我看 John Lafferty 的那篇
CRF 论文里谈到了 label bias problem,不过解释得并不是非常的清晰, 我当时看的不太明白, 在网络上查一下, 发现一个 mail-list 上讨论这个问题, 解释的比较清楚。
更多的讨论参看 http://wing.comp.nus.edu.sg/pipermail/graphreading/2005-September/000031.html
更多的讨论参看 http://wing.comp.nus.edu.sg/pipermail/graphreading/2005-September/000031.html
想了解 label bias problem 先看John Lafferty 的那篇牛论文
Conditional Random Fields: Probabilistic Models for Segmenting and Labeling Sequence Data
------------------------------------
The label bias problem arises because certain state transitions ignore observations due to the way the state transition diagram is constructed. Specifically, in the example given, transitions 1->2, 2->3, 4->5 and 5->3 MUST have probability 1, regardless of the observation, i.e. Pr(2|1,"i")=Pr(2|1,"o")=1. You may wonder how on earth Pr(2|1,"o") could be equal to 1. Simple enough, because it has no choice since it got just one valid out-transition. This causes disparity between training and inference: suppose we have seen 3 rib and 1 rob. Note that MEMM is a supervised training method, which means you will have them labeled when given to you: rib will be labeled as 0123 and rob will be labeled as 0453. Now in training, by per-label-normalization, which enables you to decompose the joint probability of the sequence and train local models separately, you will find that: Pr(1|0,"r")=0.75
and Pr(4|0,"r")=0.25 because in the training examples you see 0->1 3 times more often than 0->4, when presented with "r". Now I do not even bother to "train" the other parameters since they all must be equal to 1, due to the construction of the state diagram, given any observation.
Now during inference, suppose we are given a sequence "rob" to label. We want to find out the label sequence:
(x1,x2) =argmax_(x1,x2) Pr(0->x1->x2->3|"rob")
=argmax_(x1,x2) Pr(x1|0,"r")Pr(x2|x1,"o")Pr(3|x2,"b")
And not surprisingly, you will output label sequence 0123 instead of the correct 0453. This is due to, as I pointed out at the very beginning, Pr(2|1,"o")=1, which is crazy but true, and it also happens that Pr(1|0,"r")>Pr(4|0,"r").
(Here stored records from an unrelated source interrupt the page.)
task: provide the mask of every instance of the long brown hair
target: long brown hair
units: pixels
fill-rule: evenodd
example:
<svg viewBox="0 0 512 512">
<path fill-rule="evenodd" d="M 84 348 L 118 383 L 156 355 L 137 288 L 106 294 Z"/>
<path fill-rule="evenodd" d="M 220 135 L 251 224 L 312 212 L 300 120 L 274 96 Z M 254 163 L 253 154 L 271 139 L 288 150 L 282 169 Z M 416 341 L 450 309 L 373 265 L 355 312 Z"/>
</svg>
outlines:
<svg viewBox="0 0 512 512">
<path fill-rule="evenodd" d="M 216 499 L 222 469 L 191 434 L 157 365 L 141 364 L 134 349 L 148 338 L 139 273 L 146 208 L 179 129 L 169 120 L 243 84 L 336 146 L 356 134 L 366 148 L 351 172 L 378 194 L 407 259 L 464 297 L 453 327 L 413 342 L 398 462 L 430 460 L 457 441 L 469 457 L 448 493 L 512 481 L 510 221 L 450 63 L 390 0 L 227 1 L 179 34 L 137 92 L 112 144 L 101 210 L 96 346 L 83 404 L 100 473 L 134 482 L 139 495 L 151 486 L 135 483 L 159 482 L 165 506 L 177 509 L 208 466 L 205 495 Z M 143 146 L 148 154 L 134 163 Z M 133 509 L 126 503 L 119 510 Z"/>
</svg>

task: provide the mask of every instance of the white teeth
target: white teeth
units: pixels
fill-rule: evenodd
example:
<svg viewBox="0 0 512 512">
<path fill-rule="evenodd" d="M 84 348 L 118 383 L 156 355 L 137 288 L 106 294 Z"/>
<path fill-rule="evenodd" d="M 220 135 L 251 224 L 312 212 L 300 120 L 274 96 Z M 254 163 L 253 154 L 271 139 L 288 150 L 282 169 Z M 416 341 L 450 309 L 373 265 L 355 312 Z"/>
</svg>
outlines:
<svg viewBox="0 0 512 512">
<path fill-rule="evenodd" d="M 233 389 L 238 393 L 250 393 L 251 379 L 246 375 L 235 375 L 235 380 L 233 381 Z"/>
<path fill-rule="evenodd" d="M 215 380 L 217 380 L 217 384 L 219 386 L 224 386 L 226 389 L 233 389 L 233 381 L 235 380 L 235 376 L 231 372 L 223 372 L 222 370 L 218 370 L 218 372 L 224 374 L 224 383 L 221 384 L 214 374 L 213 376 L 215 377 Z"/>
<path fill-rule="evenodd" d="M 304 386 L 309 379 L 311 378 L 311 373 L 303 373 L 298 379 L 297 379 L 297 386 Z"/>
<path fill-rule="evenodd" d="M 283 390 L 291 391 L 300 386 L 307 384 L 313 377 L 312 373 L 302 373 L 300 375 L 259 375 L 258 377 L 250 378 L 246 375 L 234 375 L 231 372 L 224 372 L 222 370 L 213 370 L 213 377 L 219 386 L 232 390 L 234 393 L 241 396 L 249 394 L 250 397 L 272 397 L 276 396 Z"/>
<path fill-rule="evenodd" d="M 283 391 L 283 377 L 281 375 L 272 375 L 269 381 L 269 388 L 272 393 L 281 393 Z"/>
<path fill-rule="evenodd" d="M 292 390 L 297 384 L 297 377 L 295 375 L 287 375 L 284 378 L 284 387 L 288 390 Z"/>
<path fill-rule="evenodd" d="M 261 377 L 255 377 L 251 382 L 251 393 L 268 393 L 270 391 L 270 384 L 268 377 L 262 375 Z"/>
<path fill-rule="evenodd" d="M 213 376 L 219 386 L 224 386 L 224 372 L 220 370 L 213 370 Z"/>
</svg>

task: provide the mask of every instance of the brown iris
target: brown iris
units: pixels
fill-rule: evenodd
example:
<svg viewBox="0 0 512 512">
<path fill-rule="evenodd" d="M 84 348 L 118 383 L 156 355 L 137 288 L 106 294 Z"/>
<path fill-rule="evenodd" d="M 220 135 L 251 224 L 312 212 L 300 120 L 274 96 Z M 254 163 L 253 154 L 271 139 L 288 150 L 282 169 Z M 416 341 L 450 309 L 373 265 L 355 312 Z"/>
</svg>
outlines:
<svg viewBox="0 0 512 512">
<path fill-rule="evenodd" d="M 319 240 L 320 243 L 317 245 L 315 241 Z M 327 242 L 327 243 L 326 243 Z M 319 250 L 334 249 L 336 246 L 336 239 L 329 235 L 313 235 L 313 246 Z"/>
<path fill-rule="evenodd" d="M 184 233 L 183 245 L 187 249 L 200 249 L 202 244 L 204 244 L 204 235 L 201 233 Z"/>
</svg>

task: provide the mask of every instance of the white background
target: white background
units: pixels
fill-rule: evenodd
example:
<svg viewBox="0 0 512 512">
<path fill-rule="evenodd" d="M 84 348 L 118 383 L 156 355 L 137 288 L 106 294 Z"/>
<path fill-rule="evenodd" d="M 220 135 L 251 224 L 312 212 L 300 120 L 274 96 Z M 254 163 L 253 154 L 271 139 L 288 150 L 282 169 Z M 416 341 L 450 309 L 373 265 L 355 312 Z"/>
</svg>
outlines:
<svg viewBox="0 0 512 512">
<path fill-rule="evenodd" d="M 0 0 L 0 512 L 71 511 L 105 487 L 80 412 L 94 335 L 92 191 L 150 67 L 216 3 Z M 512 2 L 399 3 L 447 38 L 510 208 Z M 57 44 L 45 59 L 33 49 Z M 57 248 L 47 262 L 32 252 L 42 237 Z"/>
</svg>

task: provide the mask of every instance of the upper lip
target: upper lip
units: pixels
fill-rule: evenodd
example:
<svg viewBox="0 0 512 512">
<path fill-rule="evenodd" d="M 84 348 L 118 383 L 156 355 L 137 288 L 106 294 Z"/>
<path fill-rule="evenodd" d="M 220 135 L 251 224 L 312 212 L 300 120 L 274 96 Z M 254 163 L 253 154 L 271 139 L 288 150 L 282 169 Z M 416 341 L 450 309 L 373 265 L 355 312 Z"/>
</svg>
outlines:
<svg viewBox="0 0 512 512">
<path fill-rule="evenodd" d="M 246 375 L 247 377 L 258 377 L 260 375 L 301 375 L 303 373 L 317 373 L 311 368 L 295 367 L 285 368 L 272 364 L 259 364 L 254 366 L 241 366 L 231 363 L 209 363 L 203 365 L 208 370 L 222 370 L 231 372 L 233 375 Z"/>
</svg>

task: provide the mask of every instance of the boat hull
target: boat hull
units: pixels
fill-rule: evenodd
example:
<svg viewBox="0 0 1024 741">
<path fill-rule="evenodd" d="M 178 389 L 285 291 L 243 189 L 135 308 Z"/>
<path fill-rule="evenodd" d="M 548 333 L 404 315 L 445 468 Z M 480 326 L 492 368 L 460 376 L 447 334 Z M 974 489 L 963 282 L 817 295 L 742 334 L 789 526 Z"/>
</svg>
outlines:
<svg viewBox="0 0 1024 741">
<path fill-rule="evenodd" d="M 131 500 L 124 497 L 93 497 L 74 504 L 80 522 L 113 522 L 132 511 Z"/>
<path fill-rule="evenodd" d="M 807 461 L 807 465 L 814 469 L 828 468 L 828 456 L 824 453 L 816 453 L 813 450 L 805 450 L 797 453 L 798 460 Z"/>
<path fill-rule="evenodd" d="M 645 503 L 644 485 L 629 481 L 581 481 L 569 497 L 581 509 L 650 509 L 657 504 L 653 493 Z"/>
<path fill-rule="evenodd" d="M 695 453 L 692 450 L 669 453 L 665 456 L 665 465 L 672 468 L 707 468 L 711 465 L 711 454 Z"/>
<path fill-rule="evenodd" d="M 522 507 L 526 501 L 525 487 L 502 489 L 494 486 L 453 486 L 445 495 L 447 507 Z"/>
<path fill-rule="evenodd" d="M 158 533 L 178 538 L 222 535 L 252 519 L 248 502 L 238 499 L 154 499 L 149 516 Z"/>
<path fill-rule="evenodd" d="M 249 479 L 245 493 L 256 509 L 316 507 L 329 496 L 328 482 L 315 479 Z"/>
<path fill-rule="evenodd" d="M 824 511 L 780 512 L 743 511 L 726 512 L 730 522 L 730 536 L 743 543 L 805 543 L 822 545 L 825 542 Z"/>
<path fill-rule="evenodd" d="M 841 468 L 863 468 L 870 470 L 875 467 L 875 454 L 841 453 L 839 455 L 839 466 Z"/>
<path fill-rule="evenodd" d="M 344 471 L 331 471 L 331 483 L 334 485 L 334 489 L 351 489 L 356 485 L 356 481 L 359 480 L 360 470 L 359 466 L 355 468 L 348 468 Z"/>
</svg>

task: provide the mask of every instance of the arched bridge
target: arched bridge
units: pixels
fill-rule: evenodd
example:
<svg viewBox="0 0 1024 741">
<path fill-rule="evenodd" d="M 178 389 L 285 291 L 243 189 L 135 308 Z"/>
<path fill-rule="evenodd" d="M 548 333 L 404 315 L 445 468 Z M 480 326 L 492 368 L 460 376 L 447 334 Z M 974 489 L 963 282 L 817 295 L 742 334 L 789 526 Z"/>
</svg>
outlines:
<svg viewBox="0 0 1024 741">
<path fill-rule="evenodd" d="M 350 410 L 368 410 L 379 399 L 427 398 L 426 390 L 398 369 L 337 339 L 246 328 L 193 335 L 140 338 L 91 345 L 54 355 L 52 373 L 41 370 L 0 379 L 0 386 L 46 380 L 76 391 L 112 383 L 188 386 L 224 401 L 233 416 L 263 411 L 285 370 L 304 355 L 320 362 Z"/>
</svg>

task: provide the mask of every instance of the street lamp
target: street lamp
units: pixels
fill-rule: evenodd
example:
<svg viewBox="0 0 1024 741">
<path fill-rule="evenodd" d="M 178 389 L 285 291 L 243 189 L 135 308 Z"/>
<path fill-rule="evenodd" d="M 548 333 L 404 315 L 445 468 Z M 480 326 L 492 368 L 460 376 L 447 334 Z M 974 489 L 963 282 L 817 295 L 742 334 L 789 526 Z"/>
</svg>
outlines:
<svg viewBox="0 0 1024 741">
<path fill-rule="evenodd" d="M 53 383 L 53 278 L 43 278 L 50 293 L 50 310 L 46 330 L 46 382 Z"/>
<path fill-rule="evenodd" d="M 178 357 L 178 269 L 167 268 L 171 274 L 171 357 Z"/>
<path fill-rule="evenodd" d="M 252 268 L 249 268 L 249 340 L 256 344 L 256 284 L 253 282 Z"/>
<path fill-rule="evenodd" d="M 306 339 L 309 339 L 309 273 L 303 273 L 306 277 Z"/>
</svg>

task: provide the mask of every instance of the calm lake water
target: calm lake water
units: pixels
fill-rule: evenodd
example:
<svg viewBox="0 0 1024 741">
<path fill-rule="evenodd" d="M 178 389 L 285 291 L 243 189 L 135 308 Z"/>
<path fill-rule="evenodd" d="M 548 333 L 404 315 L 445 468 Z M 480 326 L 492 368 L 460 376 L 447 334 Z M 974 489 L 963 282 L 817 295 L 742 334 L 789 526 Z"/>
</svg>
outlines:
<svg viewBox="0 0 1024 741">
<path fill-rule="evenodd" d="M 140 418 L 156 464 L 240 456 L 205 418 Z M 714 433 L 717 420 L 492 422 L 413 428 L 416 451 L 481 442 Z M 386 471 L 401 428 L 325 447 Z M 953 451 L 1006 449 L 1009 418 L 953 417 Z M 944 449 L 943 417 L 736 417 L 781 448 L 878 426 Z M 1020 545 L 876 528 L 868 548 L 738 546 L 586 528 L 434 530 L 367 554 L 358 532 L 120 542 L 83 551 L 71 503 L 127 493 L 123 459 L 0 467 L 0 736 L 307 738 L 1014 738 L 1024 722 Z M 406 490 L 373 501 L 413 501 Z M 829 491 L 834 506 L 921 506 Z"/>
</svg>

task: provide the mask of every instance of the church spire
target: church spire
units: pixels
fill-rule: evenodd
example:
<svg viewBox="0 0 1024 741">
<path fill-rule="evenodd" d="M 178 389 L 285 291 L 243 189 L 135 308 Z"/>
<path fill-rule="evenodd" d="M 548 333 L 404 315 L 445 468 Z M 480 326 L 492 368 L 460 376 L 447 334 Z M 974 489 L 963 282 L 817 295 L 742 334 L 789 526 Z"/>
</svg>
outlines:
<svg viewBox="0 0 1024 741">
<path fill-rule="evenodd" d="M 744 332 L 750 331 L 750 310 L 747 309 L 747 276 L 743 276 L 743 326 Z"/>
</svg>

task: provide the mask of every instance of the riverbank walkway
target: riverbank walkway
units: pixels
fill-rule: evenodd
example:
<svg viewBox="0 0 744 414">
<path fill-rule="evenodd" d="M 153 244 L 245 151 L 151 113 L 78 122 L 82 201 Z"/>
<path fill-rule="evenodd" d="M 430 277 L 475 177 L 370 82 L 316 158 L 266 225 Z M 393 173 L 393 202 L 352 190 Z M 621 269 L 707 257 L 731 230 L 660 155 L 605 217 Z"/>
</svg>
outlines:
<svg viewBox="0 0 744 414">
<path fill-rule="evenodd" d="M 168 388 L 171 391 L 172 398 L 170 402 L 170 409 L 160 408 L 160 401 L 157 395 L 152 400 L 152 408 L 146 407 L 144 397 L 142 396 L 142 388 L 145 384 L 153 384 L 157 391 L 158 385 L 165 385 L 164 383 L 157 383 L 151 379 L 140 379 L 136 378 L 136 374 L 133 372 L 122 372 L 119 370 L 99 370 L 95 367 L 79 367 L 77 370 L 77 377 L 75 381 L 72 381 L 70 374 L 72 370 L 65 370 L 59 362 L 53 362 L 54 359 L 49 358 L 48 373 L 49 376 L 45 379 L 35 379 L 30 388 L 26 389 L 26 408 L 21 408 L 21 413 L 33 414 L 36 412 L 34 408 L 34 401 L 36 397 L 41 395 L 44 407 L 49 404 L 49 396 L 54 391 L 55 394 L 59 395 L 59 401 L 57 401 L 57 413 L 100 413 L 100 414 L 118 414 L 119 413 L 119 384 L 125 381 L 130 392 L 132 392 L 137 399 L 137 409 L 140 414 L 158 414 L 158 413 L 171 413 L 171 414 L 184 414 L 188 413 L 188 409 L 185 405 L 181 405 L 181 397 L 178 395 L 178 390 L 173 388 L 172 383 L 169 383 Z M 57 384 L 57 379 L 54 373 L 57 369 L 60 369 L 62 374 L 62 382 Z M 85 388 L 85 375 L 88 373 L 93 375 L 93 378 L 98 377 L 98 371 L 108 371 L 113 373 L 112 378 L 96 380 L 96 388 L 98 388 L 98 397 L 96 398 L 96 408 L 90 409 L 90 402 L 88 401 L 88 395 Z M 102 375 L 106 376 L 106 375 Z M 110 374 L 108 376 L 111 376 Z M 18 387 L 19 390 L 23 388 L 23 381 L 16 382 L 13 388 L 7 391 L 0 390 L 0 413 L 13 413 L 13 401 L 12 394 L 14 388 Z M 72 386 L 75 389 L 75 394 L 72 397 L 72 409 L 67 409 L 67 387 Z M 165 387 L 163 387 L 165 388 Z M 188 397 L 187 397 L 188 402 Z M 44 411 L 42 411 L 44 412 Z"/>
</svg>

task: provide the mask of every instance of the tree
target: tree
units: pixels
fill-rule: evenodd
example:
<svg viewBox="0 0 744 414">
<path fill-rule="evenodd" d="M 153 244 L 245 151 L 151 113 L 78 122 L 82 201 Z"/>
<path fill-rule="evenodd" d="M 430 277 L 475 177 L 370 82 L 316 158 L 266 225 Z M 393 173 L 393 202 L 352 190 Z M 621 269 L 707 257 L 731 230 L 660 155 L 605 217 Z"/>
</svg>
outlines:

This means that as along as one sequence is just slightly more frequent than the other in the training data, during inference we will always select that one.
This can be solved by, say: Pr(2|1,"i")=1, Pr(2|1,"o")=0 and similar designs for Pr(5|4,"o") and Pr(5|4,"i"). This means we let certain transitions, in this case Pr(2|1,"i") vote more strongly than other competing transitions, e.g. Pr(2|1,"o") (note that this two transitions are uncorrelated). This certainly violates the normalization requirement because Pr(x|1,"o") does not sum to 1 now (required by the axiom of probability), thus we need to explicitly allow this so that the training procedure will cooperate. We do this by introducing "weights" for each transition, i.e. an extra "strength" of vote and add a normalization constant in the denominator to fulfill normalization requirement of the whole sequence.
Alternatively as I mentioned in my previous email, you can design another objective function instead of the log likelihood of data. This is just another clever way to compensate for breaking away from the axiom of probability. This is an approach I would like to avoid due to its ad-hocness. I'd prefer to tweak on the application-level representation of probability but still stick to the underlying formalism of probability, which would enable me to make use of well-developed concepts, such as maximum likelihood principle. But this is purely a personal choice!